With spats over Apple and Deutsche Bank and squabbles about Airbus and Boeing, approaching elections on both sides of the Atlantic are exacerbating strains in US-European economic relations.
The recent controversy over taxing the iPhone maker surely epitomizes the situation best. European authorities’ decision in late August to force the American giant Apple to pay $14.5 billion in taxes to Ireland infuriated officials in Washington and is still ruffling feathers.
US Treasury Secretary Jacob Lew has repeatedly expressed his astonishment and openly accused the Europeans of “disproportionately” focusing on US corporations.
On the other hand, the US Justice Department’s $14 billion proposed settlement with Deutsche Bank over trading in mortgage-backed securities derivatives has rattled nerves in Europe, where some accuse Washington of coming down particularly hard on foreign banks.
Add to this the US victory at the World Trade Organization this week in the battle over Europe’s purportedly illegal public subsidies to Airbus.
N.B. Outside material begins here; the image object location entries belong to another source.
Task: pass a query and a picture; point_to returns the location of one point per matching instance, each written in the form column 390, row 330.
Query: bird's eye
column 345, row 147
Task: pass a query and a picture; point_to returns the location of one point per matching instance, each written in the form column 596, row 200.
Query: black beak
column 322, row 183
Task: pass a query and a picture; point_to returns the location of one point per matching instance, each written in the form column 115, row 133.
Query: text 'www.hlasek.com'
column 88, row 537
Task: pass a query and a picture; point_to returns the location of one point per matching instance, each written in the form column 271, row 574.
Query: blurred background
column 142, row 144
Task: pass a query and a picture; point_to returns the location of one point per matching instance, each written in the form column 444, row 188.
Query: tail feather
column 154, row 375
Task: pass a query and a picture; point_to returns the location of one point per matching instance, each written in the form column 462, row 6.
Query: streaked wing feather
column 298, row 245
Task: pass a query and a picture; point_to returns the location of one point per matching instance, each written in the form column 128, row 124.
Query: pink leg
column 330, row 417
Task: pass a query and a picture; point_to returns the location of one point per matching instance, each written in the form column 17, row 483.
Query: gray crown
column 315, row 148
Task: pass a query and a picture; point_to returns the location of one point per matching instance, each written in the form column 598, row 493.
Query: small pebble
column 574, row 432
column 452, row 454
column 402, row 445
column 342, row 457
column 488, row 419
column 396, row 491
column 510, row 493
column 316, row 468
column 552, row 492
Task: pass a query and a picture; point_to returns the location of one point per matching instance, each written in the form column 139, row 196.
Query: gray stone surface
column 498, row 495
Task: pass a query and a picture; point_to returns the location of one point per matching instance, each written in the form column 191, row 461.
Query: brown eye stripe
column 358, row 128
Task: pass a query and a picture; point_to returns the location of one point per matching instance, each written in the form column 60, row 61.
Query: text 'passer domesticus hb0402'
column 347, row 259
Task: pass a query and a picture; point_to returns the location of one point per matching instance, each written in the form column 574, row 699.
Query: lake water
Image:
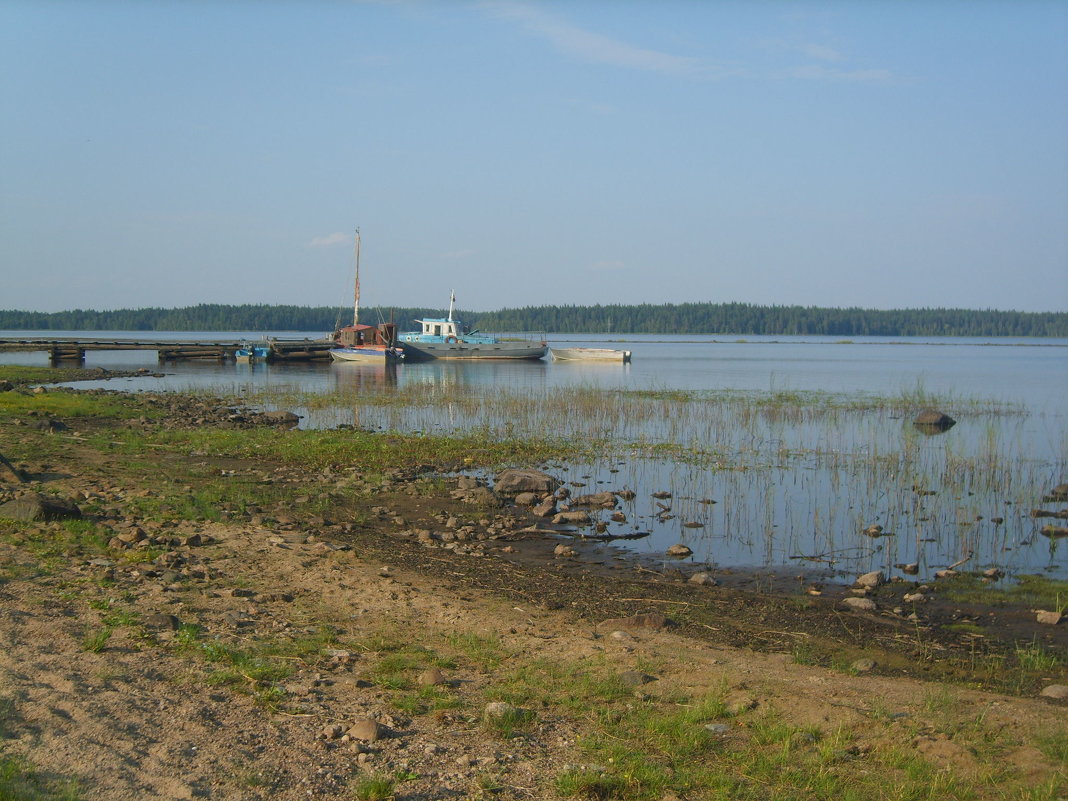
column 786, row 483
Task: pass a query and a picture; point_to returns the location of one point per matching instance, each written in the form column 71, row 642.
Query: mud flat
column 205, row 603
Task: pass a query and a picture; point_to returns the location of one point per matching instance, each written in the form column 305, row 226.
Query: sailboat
column 359, row 343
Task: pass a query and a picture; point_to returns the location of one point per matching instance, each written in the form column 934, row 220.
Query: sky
column 875, row 154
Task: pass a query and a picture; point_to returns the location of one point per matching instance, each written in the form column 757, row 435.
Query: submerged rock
column 1059, row 492
column 514, row 481
column 870, row 580
column 930, row 421
column 38, row 507
column 861, row 605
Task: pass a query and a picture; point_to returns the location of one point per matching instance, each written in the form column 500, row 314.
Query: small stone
column 498, row 710
column 331, row 732
column 432, row 677
column 703, row 578
column 635, row 678
column 366, row 729
column 158, row 621
column 869, row 580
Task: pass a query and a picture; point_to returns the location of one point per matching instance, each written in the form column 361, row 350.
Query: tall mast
column 356, row 303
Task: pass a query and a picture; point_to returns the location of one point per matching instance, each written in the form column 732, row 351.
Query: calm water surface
column 783, row 487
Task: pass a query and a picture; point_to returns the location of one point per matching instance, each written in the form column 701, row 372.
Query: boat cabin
column 358, row 334
column 439, row 327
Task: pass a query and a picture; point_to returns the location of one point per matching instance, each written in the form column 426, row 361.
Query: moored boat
column 252, row 354
column 603, row 355
column 360, row 343
column 446, row 338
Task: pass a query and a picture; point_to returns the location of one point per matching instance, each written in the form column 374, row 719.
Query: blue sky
column 869, row 154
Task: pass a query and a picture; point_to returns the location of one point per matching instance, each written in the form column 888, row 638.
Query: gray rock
column 159, row 621
column 930, row 421
column 571, row 518
column 605, row 500
column 366, row 729
column 546, row 508
column 432, row 677
column 9, row 473
column 1059, row 492
column 478, row 497
column 869, row 580
column 703, row 578
column 499, row 710
column 635, row 678
column 280, row 418
column 514, row 481
column 37, row 507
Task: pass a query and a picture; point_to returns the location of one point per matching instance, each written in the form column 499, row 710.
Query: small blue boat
column 252, row 354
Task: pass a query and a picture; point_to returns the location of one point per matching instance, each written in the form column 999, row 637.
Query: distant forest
column 666, row 318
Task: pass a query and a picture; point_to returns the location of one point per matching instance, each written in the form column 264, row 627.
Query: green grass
column 96, row 641
column 374, row 788
column 67, row 404
column 19, row 781
column 257, row 668
column 52, row 545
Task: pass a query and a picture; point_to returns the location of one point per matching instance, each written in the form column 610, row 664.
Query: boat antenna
column 356, row 301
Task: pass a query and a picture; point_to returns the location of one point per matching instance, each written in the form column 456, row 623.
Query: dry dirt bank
column 147, row 713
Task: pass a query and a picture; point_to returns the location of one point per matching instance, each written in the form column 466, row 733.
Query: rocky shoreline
column 402, row 606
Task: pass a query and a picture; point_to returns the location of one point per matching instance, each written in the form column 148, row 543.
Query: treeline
column 209, row 317
column 680, row 318
column 747, row 318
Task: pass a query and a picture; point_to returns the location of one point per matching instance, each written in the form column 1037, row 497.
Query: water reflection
column 795, row 483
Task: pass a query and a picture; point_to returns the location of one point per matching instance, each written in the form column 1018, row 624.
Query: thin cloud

The matter is not yet concluded but the United States could in theory claim billions of dollars in compensation from Europe.
And to top it off, negotiations on the Transatlantic Trade and Investment Partnership, which are to resume in a week in New York, are also foundering- not only because of divergent positions but also because of the calendar.
The Americans still insist the agreement could be signed before the end of the year while President Barack Obama is still in office. The Europeans now say this is “not realistic.”
There has always been friction among the two allied sides, but this time things are worsened by the uncertainty from the coming presidential elections, set for November 8 in the US and for April in France.